Further, Kanchi Kohli, an independent legal policy researcher, noted that the move did not appear to be aimed at improving the nature of the evaluation of projects that seek to operate in protected areas, but only to improve the efficiency of the process. “It seems to address the bureaucratic paperwork for the ministry and those who seek to use this land, and not the quality of the decision of a development project inside a protected area,” Kohli said.

The ministry’s reversal

The recent policy is a reversal of suggestions the ministry made earlier this year.

In January 2024, during a discussion about the construction of a road in the Rajaji Tiger Reserve in Uttarakhand, the standing committee of the National Board of Wildlife suggested that “unless a project proposal receives forest clearance, the same should not be placed before the Standing Committee for its consideration”. At the end of this discussion, the committee suggested that the environment ministry should “issue policy guidelines” on this matter.

In response, in March, the ministry issued a letter implementing this suggestion – it directed that all proposals that required a clearance from the wildlife board’s standing committee should first procure a forest clearance.

With the July 8 letter, the sequence stands reversed. Experts are not sure why this change was made. Kohli suggested that the reversal could be a reflection of the type of environmental landscape the ministry thinks needs to be prioritised for conservation.

“Within forest conservation, protected areas have for the longest time been given the maximum amount of protection, they have always been up in hierarchy,” said Kohli. “The letter in some ways reflects how the ministry is treating landscapes, and that the most important are protected areas.”

A current member of the National Board of Wildlife, who requested anonymity, also made the same guess about the reversal. “The decision seems to have arrived from internal decisions of the ministry,” the member said. “Maybe it is because the ministry wants to reiterate that in the protected area context, the wildlife clearance is the most important clearance, and if you do not get this, then why bother to get the rest.”

Kohli added that another reason for the ministry’s move could be that it was seeking to smoothen out parts of the clearance process which it thought had the most significant “roadblocks”. Its assumption, she said, is that “once that hindrance is addressed at the outset, the rest of the process would flow”.

The letter specifies that the sequence it lays down should be followed in two kinds of cases – one, if a project is located within a protected area, and second, if it is spread in such a way that it is located both within and outside a protected area. If the project is in an eco-sensitive zone, which is the area up to 10 km outside a protected area, wildlife and forest clearances can be obtained simultaneously, the letter says.

But some experts are unsure of the benefits of this sequencing because of what they see as the poor track record of the National Board of Wildlife. “Prima facie, the sequencing could make a difference if the standing committee was doing the job it was meant to be doing in line with the Wildlife Protection Act,” said MK Ranjitsinh, a former member of the board. As indications of problems with the board’s functioning, he cited the low numbers of proposals it rejected, the poor representation of non-governmental conservationists in the board’s standing committee, and the diminishing scrutiny of projects that are placed before the standing committee.

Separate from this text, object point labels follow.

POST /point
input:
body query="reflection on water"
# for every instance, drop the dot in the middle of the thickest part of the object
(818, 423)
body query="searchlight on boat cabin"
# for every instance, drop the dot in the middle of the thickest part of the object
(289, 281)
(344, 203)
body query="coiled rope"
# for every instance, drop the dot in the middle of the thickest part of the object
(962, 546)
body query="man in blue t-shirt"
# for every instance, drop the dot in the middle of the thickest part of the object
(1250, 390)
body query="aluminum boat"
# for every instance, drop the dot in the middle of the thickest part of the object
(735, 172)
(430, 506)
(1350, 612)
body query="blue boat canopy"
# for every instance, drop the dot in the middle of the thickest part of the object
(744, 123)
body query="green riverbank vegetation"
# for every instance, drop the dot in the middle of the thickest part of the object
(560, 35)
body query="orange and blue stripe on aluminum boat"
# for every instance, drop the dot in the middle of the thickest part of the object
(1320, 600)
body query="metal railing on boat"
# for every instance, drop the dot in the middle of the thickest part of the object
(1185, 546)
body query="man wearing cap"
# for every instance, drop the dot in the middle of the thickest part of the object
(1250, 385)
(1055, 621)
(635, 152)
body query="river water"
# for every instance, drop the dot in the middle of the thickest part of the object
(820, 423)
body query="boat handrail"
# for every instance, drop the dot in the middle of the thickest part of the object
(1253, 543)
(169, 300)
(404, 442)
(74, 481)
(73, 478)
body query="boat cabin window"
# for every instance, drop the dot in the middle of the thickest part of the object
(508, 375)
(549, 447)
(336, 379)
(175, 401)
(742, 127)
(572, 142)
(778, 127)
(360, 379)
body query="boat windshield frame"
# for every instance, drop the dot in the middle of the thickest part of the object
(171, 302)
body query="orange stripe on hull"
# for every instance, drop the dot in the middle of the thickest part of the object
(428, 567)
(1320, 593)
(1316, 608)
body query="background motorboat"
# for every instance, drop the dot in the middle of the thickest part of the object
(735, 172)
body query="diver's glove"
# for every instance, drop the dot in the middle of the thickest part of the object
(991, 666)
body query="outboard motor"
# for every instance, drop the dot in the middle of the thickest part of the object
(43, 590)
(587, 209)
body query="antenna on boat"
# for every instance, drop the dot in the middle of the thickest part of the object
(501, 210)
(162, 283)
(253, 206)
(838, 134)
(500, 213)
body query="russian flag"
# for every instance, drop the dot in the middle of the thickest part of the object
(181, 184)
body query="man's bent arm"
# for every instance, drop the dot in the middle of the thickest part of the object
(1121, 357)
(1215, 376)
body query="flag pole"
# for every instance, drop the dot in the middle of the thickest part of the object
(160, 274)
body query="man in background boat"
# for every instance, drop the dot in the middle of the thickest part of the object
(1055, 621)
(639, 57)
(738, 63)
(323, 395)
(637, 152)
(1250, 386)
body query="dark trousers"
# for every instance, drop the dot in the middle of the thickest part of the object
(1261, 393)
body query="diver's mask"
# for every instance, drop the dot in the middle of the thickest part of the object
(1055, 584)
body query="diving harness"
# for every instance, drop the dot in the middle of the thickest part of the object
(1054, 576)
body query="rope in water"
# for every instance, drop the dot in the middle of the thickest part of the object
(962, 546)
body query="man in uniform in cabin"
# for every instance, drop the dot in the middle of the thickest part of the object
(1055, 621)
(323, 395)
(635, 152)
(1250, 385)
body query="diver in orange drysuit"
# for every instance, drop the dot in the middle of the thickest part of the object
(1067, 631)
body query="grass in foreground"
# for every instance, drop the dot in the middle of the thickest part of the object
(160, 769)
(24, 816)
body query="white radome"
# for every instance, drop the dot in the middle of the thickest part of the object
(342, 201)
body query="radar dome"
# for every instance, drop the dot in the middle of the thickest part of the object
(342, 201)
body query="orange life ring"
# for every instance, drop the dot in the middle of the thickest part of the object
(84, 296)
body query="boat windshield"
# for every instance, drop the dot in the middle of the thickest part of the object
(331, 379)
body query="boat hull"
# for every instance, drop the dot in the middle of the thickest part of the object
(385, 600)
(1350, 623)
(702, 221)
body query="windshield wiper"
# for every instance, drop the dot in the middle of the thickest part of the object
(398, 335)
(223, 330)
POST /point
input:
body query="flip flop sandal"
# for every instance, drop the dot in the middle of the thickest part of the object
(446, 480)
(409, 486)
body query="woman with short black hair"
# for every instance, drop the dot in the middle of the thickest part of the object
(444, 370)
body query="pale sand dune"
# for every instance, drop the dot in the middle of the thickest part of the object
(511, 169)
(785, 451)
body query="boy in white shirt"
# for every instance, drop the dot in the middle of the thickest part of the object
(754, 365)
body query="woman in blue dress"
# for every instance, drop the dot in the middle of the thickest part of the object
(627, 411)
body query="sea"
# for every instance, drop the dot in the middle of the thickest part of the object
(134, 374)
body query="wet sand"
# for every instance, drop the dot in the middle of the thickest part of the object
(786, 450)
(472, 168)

“The standing committee has become a project clearance committee, and so this sequencing just seems like another rubber stamp to show that a better structure is being made and to get greater acceptability in the eyes of the people,” he said.

The letter also sets out guidelines to avoid “fait accompli” situations – that is, situations when proponents start work on projects without getting the requisite clearances, and then argue that clearances should be granted since they have already made financial investments.

The letter specifically seeks to avert such situations in projects that are located on both protected and non-protected land. It states that in such projects, proponents can only be granted “in-principle” clearance to use land outside the protected areas, and that the final “stage II” clearance can only be granted if the standing committee clears the use of the protected area in question.

What happens to public consultations?

Experts are also concerned that the new sequence of approvals could negate the role of public consultations in the clearance process.

Of the three clearances, only an environment clearance requires a public consultation to be held. Under this process, persons affected by the proposed project are given a forum to raise any objections regarding the project; developers must address these concerns, and submit a final environmental impact assessment to the ministry for approval.

On the other hand, before a forest clearance is granted, under the guidelines of the amended Forest Conservation Act, 2023, the project proponent only has to “ensure fulfilment and compliance of the provisions of all other Acts and rules”, including those pertaining to the settlement of rights under the Forest Rights Act, 2006.

The process of granting wildlife clearances also does not entail any consultations with people who might be impacted by the upcoming project.

“In this new sequence, we do not know when the environmental clearance is happening,” said Kodiveri. “If the situation is that both wildlife and forest clearances are given, then it almost corners the community in consultations during the environmental clearance.” She added that giving primacy to the wildlife clearance could coerce people in what might be the last clearance to be approved, “instead of having a say from the get go of the process”.